Oggi sono andata via dalla torre, e insieme ad essa ho lasciato alle mie spalle tutti i sogni di bambina. Sono andata via come una ladra da casa mia, sono evasa verso la vita, verso il dolore, verso l’erba umida di questa notte tiepida d’estate.
Adesso sono fuori, finalmente. Ho le mani rotte, insanguinate, le unghia mezze distrutte perché scendere da lì su, lungo le pareti di pietra scivolose, con quella lunghissima ciocca di capelli a mo' di corda è stato estenuante. Ma sono salva. E se adesso sono qui, e posso scorgere il profilo della torre da lontano stagliarsi all'orizzonte, seduta sulla riva del fiume a gambe incrociate, con le mani nell'acqua limpida e fresca, è solo grazie a me stessa. Questa libertà è solo mia. Questa vittoria è solo mia. Questo fuoco che mi divora dentro, questa bruciante voglia di vivere che mi pulsa nelle tempie, mi appartengono di diritto, perché le ho pagate in anni di vita, perché non le ho conquistate con l'amore, ma col sangue.

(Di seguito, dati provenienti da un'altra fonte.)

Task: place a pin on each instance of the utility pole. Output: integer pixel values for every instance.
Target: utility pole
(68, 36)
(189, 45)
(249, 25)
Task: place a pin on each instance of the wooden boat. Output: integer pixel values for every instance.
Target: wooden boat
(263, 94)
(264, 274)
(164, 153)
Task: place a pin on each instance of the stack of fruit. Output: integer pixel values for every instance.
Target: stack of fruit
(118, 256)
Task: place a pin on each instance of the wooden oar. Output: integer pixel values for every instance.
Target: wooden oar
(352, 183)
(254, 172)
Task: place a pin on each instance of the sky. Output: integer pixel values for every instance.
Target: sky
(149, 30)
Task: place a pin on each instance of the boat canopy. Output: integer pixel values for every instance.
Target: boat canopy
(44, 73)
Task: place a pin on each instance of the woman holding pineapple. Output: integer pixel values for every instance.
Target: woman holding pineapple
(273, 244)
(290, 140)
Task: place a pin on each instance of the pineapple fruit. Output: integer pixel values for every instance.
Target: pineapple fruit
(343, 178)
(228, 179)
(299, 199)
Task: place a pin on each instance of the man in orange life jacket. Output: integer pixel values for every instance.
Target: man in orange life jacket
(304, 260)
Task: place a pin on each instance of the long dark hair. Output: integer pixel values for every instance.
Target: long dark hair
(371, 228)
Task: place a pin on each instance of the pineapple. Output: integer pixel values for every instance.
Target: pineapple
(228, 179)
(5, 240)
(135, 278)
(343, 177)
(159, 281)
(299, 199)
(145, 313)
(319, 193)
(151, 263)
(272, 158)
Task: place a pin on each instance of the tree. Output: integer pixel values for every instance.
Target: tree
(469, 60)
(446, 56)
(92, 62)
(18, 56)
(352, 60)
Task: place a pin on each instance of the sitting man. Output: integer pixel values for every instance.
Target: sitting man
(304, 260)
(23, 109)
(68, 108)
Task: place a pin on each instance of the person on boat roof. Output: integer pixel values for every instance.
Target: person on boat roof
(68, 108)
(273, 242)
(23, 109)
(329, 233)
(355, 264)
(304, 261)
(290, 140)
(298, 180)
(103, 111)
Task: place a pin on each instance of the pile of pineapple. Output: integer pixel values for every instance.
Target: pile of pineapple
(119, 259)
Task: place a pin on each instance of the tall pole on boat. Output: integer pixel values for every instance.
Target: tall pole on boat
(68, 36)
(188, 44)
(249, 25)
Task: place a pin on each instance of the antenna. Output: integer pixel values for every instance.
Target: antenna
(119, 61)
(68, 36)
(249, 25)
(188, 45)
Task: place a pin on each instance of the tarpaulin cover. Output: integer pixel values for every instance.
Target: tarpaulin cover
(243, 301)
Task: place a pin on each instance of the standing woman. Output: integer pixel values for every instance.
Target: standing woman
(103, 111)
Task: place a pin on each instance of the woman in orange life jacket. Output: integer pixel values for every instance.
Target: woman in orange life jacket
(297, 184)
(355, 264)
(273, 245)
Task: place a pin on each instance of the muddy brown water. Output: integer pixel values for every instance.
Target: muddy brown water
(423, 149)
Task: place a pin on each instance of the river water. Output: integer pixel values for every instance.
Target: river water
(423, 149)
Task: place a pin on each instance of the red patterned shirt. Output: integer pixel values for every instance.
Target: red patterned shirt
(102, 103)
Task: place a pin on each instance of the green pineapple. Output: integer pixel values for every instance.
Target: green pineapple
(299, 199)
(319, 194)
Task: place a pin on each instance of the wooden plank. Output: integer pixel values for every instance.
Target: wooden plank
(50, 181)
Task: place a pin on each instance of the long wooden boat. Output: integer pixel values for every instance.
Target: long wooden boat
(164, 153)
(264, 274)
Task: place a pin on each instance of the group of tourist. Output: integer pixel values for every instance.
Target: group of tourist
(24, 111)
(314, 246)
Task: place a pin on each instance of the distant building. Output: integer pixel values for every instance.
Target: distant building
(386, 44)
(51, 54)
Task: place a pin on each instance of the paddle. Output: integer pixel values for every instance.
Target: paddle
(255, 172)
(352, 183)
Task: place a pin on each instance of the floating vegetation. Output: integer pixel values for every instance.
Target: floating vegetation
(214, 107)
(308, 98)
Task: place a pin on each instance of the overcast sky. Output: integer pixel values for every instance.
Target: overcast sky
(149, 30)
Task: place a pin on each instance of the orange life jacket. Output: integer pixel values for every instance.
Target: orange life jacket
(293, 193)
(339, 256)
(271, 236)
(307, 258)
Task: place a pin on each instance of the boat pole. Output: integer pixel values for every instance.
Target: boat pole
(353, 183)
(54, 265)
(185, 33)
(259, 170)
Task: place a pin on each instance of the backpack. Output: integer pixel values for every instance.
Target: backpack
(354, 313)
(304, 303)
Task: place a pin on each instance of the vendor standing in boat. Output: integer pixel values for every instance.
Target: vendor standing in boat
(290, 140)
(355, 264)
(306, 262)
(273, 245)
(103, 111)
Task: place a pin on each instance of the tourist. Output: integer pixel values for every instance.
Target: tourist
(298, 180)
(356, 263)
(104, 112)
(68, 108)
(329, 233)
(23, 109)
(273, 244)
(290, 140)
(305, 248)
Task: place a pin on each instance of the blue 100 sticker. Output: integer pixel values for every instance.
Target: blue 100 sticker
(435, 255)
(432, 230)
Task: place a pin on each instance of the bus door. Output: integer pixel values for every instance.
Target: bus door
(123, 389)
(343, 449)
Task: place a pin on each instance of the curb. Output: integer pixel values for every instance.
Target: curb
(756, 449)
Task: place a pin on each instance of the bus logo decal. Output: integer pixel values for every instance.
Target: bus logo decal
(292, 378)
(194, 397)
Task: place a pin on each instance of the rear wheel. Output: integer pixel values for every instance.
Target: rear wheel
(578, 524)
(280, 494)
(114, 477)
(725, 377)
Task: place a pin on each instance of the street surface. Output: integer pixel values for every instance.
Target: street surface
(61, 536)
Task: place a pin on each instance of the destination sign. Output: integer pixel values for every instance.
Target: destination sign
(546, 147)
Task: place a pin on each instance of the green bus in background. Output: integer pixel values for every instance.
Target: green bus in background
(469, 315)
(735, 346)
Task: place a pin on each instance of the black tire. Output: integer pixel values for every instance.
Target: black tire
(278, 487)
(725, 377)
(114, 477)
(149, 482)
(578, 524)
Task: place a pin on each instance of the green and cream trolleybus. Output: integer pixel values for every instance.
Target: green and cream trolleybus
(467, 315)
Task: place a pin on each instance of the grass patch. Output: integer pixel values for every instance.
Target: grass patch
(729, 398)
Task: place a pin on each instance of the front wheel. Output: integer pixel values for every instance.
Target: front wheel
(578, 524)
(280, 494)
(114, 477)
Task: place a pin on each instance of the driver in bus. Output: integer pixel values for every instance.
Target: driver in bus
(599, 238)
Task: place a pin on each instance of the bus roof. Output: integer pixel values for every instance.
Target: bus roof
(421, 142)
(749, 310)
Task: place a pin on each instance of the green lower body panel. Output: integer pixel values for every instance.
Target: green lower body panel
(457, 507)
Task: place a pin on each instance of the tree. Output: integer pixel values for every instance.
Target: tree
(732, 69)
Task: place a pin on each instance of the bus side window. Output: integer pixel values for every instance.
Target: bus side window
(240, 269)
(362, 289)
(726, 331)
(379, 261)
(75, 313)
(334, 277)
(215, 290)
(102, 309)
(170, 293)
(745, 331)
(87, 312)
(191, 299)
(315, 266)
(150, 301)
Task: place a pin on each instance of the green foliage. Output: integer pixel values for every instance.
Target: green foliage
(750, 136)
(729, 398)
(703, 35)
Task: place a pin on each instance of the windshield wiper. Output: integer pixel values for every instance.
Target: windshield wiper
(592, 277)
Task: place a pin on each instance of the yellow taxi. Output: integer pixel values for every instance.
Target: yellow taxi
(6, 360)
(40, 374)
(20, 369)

Guardo la luna che si riflette nelle acque placide e mentre ascolto il canto delle cicale, vicino come mai prima d’ora, sento con certezza che più di tutto io continuerò a vedere il tuo sorriso, Will. Continuerò a sentire la tue voce, in certe sere di primavera, quando ti fermavi, al ritorno dal lavoro, per cinque minuti, sfinito e distrutto, sotto alla mia finestra solo per parlare o cantarmi tre note di una canzone improvvisata. Continuerò a sognare di abbracciarti, un giorno, e di sentire il tuo profumo sulla pelle. Continuerò ad andare al fiume a pregare, tutti i giorni, perché avrò sempre bisogno di qualcosa che sappia lavare via tutto il dolore. E allontanerò questi demoni che porto come sassi pensanti delle tasche, un po’ dormendoci su, un po’ alzando lo sguardo verso il cielo, un po’ guardando alla torre di pietra da lontano, che nella luce del tramonto, nelle sere di solitudine, nelle notti buie, nei giorni di tempesta, sarà sempre lì, ad ardere come il primo giorno tra le fiamme dell’addio.